In a pack: apply your Shadow source early, get the first corpse, control the crowd if your setup allows, maintain skeleton uptime, then weave your Basic Skill whenever Essence starts to sag. On bosses, the mistake is standing too close for too long to force damage. Let summons and Chaos effects keep pressure up while you move.
While gearing, keep a defensive slot or Golem. Once your Chaos Armor carries enough protection in endgame, that flex slot can turn aggressive. The high-end version of this build is not stronger because it presses more buttons — it is stronger because every button supports the same engine.

In the real farming phase the loop is simple: run Chaos Rifts for Chaos currency, push your season progression and the Viz-Jaq’taar Veneration reputation track, then rotate into Infernal Hordes and Torment Bartuc attempts.
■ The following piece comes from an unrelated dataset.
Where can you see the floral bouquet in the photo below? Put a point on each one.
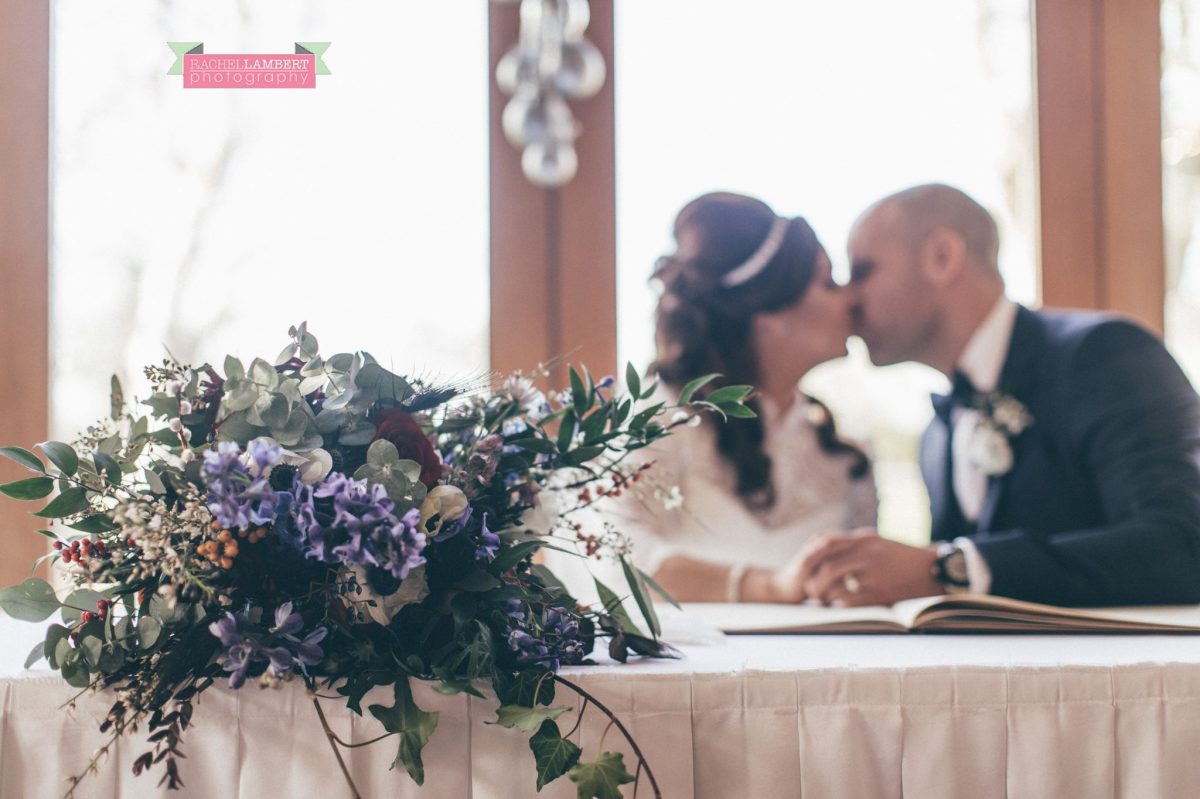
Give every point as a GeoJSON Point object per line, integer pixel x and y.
{"type": "Point", "coordinates": [328, 521]}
Infernal Hordes suit this build because the mode throws repeated waves, traps, rifts, and boss-rush pressure at you — exactly the environment where a summon-heavy Shadow build scales through chaos instead of being disrupted by it. For targeting specific Chaos Uniques, our Chaos Uniques farming guide breaks down the best sources.
Bartuc, Lord of Chaos, is the long-term target: Unique Chaos Perks come from his Torment difficulty versions. Do not rush him just because the reward table is attractive. If your minions die constantly, your resource loop collapses, or elite packs in Hordes already feel unstable, you are not Bartuc-ready. Clean up Rifts and Hordes, sharpen your Chaos Perks, then return when the build runs smoothly.
For wave farming, this build is excellent. For later Pit pushing or Lord of Hatred-style single-target pressure, shift one layer of the setup away from convenience and toward boss uptime — but only after the engine is proven.
The plan is short: build a stable Shadow Mage Necromancer shell, push the seasonal questline to unlock the Infernal Cage and Chaos Armor, anchor your Chaos Perks on Accelerating Chaos, pivot around your first strong Chaos Armor piece, and farm Bartuc only once the build already carries itself. Done in that order, the Cthulhu Whisperer is one of the strongest Diablo IV: Season of Infernal Chaos Necromancer setups because the season finally lets summons, corpses, cooldowns, and Chaos procs run as one engine.